We find that four of the six studied classes (CABP, ABSSI, CUTI and CIAI) had positive ENPVs for developers considering whether to enter the pre-clinical phase of development. However, in all six classes private value fell below the $100 million threshold identified by industry and other experts as the ENPV threshold commonly used in decisions whether to enter pre-clinical trials. As such, our findings suggest that incentives are desirable to stimulate research and development for antibacterial drugs to treat the six indications studied, ABOM, ABSSSI, CABP, CIAI, CUTI, and HABP/VABP, especially that the expected societal returns for bringing such drugs to market are significantly greater than the private returns for each indication.
Given the degree of uncertainty associated with different model parameters, it is difficult to ascertain the necessary levels of such incentives. However, the model does highlight certain regularities, which are relevant for policy-making. In particular, the extent and magnitude of the incentives needed for those sponsors at different points along the decision tree (e.g., start of Phase 3), decrease the closer the sponsor is to a successful product launch. This is primarily due to the effect of discounting, whereby the product revenues in out years contribute increasingly less to the net present value. This dynamic contributes to the fact that intellectual property (IP) extensions are not sufficient by themselves to incentivize a drug sponsor at the start of pre-clinical phase. Similarly, grants, awards and prizes for later drug development milestones must be quite substantial to induce developers to enter pre-clinical phases. And in parallel to the findings about other incentives, solely relying on regulatory modifications to shorten drug development process would not be sufficient to entice drug developers to enter pre-clinical research. It seems that only a combination of incentives has the potential to sufficiently move the ENPV above the $100 million threshold, but identifying the possible combinations was outside the scope of this project.
We should also note that simultaneous institution of conservation mechanisms, such as education campaigns to promote prudent use, and other stewardship programs, along with the types of antibacterial drug production incentives considered are likely to alter the incentive levels identified in this study. Conservation incentives, by their very nature, tend to reduce the potential market size for new antibacterial drugs thereby necessitating higher production incentive levels to boost private returns to the $100 million threshold.
In addition to high model parameter uncertainty, there are other study limitations that further complicate derivation of reliable incentive levels needed to stimulate development. The simplified nature of our decision tree is one such factor because it removes considerations such as drug development for multiple indications that directly impact expected private returns, development costs, and success probabilities. Additionally, even though the model uses the most up to date and comprehensive data, it still lacks some antibacterial drug specific parameter values, such as the costs associated with supply chain activities. Another limitation includes the consideration of the U.S. rather than the global market in estimating market sizes for the six indications due to data availability. Limiting market analysis to U.S. likely results in underestimation of the market size for each indication and therefore underestimates private ENPV in the absence of any incentives.

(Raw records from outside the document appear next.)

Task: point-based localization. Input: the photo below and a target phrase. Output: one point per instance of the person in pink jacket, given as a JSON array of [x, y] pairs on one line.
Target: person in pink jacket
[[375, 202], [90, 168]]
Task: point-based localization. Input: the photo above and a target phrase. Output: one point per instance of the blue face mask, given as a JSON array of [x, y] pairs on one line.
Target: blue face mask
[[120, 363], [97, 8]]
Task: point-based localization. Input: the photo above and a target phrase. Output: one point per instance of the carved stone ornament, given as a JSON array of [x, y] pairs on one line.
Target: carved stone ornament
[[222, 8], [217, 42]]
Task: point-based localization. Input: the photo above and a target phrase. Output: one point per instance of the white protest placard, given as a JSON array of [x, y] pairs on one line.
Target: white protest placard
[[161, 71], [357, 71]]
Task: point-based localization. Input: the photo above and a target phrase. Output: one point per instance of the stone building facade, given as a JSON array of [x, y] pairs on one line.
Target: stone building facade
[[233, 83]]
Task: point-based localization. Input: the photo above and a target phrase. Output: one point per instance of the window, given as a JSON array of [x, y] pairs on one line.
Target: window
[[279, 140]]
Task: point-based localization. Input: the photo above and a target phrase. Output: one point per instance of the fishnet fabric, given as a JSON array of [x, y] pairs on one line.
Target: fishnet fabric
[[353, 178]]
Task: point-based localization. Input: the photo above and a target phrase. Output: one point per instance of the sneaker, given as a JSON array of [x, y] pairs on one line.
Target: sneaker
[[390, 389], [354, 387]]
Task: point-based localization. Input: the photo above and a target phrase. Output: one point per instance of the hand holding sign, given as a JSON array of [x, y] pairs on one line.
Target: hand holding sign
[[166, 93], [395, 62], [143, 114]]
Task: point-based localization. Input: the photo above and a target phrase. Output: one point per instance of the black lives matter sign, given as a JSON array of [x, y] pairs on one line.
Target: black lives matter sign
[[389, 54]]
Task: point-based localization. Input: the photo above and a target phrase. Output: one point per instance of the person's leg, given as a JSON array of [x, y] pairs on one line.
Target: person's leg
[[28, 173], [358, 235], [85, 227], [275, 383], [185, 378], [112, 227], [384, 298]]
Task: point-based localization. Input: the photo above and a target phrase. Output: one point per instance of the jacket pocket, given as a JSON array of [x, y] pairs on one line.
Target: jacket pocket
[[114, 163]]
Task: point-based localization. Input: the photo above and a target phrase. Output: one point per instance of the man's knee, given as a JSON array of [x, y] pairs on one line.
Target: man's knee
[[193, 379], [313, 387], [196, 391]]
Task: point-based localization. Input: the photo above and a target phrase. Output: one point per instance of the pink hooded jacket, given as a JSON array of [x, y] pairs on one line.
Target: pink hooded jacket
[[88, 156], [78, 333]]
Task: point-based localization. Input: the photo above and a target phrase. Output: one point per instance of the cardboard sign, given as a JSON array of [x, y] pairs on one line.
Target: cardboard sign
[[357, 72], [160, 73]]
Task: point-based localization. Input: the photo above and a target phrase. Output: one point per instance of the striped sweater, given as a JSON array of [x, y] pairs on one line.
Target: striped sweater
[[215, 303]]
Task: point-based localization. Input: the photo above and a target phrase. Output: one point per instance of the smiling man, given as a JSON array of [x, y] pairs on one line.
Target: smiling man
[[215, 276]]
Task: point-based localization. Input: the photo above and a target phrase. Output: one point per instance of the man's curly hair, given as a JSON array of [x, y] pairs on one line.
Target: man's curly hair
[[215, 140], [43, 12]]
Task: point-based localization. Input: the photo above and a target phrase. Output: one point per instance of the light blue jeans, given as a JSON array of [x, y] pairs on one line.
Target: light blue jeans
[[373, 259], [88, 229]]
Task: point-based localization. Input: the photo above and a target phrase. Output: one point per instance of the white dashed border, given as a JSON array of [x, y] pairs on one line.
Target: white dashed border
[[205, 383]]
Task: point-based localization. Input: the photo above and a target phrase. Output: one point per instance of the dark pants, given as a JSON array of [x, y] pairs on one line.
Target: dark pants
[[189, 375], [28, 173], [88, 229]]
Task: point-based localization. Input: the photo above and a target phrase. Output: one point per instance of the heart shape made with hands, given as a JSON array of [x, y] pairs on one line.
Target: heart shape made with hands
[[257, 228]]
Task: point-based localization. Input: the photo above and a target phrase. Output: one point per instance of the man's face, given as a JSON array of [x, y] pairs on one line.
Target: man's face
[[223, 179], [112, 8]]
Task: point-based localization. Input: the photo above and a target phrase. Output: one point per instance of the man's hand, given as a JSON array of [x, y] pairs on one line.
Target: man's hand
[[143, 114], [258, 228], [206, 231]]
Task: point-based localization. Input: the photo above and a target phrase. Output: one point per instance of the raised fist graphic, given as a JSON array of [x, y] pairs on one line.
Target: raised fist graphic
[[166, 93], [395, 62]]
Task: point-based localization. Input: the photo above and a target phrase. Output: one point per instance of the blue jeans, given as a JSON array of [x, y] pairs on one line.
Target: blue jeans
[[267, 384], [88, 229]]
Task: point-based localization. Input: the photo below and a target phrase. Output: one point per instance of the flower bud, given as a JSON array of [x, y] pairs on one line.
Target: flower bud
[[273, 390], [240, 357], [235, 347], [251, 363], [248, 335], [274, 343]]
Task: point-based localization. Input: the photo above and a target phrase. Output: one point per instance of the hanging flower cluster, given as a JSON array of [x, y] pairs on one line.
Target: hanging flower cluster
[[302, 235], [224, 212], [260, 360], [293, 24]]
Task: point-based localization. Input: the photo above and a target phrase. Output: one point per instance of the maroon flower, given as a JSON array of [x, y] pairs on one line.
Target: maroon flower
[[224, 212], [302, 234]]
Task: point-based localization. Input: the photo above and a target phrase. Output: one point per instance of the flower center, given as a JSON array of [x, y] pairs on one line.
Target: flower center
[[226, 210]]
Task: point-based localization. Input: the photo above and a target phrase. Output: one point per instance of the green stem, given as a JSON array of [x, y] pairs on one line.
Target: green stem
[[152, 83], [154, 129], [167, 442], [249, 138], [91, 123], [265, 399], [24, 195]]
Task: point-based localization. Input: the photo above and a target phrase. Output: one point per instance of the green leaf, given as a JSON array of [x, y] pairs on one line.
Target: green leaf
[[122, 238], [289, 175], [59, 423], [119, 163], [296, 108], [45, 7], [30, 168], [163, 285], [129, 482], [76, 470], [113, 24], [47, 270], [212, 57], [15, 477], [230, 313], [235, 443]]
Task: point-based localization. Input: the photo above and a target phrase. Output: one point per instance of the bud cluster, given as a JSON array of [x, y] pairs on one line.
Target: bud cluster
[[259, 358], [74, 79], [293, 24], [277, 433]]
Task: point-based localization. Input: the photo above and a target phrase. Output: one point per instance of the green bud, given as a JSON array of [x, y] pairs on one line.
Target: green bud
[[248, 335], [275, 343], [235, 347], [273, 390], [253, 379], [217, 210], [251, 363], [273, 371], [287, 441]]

Perhaps the most important study limitation is our simplified model’s inability to account for other decision criteria that drug developers use internally in deciding which new compounds to pursue. In addition to private ENPV, developers often consider such factors as peak-year sales value, return on R&D investment and expected returns in comparison to other new product candidates, and whether the compound fits in with one’s existing or planned product portfolio. These kinds of synergies, especially if accompanied by cost of capital lower than assumed in this model, could translate into higher ENPV value for those players. Coupled with differing opportunity costs (the $100 million threshold), it is possible that some industry players may have stronger incentives to enter pre-clinical phases of drug development than this average model suggests.
Nonetheless, our model provides a necessary and transparent analytical model with which incentive discussions can be framed, particularly when coupled with a discussion of incentives to stimulate the public state of knowledge about pathogens and disease progression.
For the development of vaccines for ABOM and rapid POC diagnostics for MRSA, we find that incentives are not needed to stimulate development. The ENPV for an ABOM vaccine is $515.1 million and the ENPV for a MRSA POC diagnostic is $ 329 million; both are greater than a threshold ENPV of around $100 million needed for development.